Selected Works
Each project begins with a fragment: an image, a recording, a gesture, a historical trace. Film becomes the instrument through which these fragments reorganise themselves into movement. What follows is a process of accumulation: through montage, sound, performance and time.
Gentry (2026)
FEATURE DOC | IN POST-PRODUCTION | DIR: CHRISTIAN ROSSIPAL & MADUBUKO DIAKITÉAncestral Voice, 1992
A feature documentary about the artist Herbert Gentry moving through archives, jazz, painting and postwar Black modernism — from Harlem to Paris, to turn-of-the-century Scandinavia.
Synopsis
The African-American artist Herbert Gentry (b. 1919) remains overlooked and undervalued. While many of his closest peers — including Ed Clark and Romare Bearden — have been canonised as major figures of twentieth-century art, Gentry’s abstract expressionism is still largely confined to art historical circles.
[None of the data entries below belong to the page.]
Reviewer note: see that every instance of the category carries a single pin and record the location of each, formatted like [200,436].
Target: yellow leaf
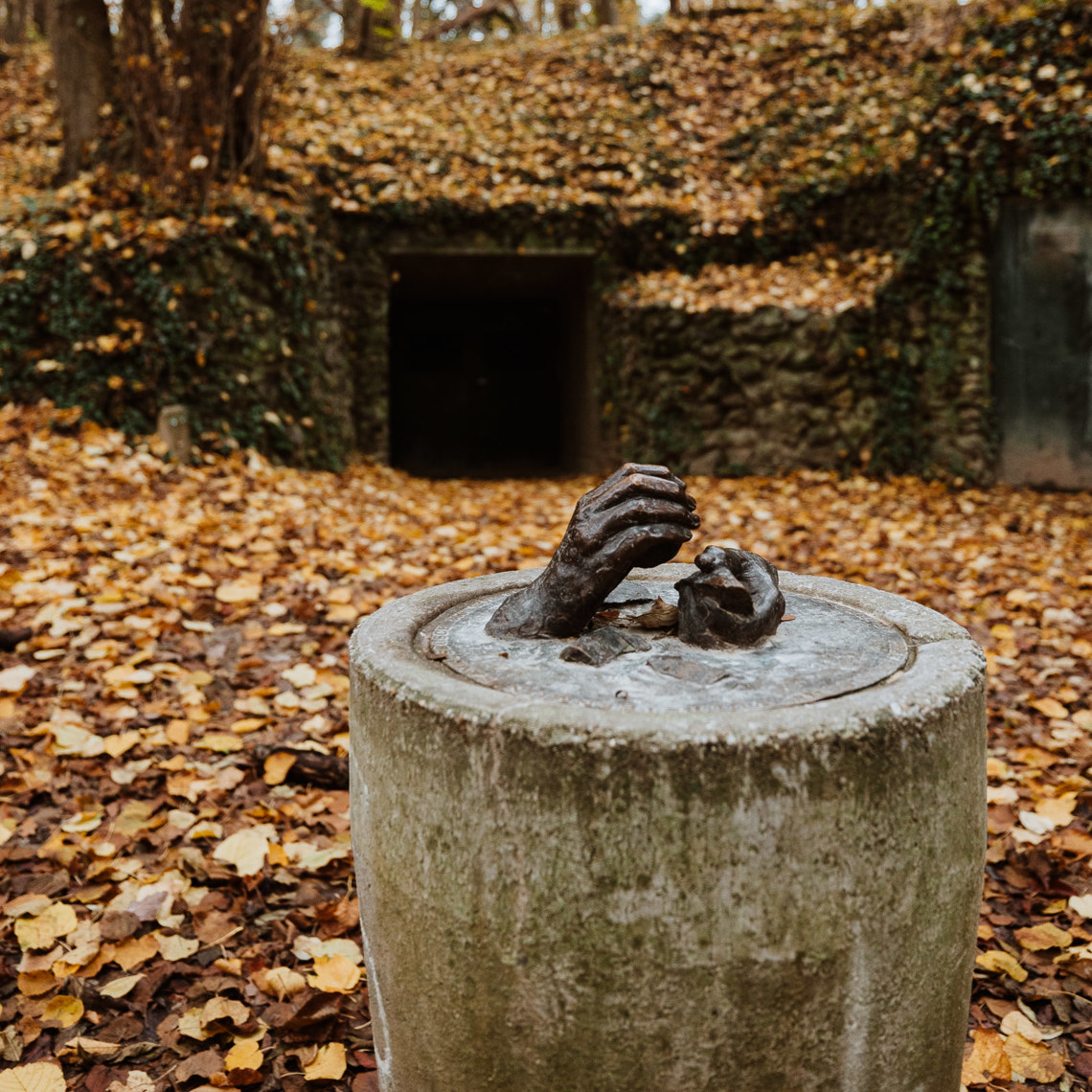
[117,745]
[1016,1023]
[239,591]
[334,974]
[1052,708]
[246,1054]
[224,1011]
[120,986]
[36,1077]
[1081,904]
[299,675]
[36,983]
[76,740]
[1001,961]
[246,849]
[329,1063]
[12,679]
[41,931]
[62,1012]
[1037,938]
[1032,1060]
[83,1046]
[135,950]
[220,741]
[249,724]
[280,982]
[278,765]
[988,1061]
[173,948]
[189,1024]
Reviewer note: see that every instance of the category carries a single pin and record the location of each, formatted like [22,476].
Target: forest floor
[176,905]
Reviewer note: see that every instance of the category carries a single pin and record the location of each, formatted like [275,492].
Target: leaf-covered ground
[177,903]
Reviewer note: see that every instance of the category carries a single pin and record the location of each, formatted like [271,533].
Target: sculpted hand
[638,517]
[733,600]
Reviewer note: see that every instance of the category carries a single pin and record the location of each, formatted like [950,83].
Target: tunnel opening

His extraordinary life story — spanning the Harlem Renaissance, postwar Paris, the Chelsea Hotel of the 1970s and turn-of-the-century Sweden — remains virtually unknown.
Through previously unseen archival material, this film seeks to restore Herbert Gentry’s place within public consciousness and position his work among the major artistic voices of the twentieth century, where it belong.
Background
Herbert Gentry was born in Pittsburgh in 1919 and died in Stockholm in 2003. He grew up in Harlem during the Renaissance of the 1920s and 30s alongside his mother, a dancer and actress connected to figures such as Josephine Baker, Langston Hughes, Paul Robeson and Duke Ellington.
After serving in World War II and participating in the liberation of France, Paris became Gentry’s second home. There he joined a community of African American expatriates and developed close relationships with James Baldwin, Richard Wright, Beauford Delaney and Romare Bearden. In Montparnasse, he founded both a jazz club and an art gallery frequented by international musicians, writers and cultural figures including Jean-Paul Sartre, Simone de Beauvoir and Orson Welles.
Throughout his life, Gentry remained active between Europe and the United States, living and working in cities such as Paris, Copenhagen, Gothenburg, Stockholm, Malmö and New York — where he was a long-term resident of the legendary Chelsea Hotel from 1969 until 2003.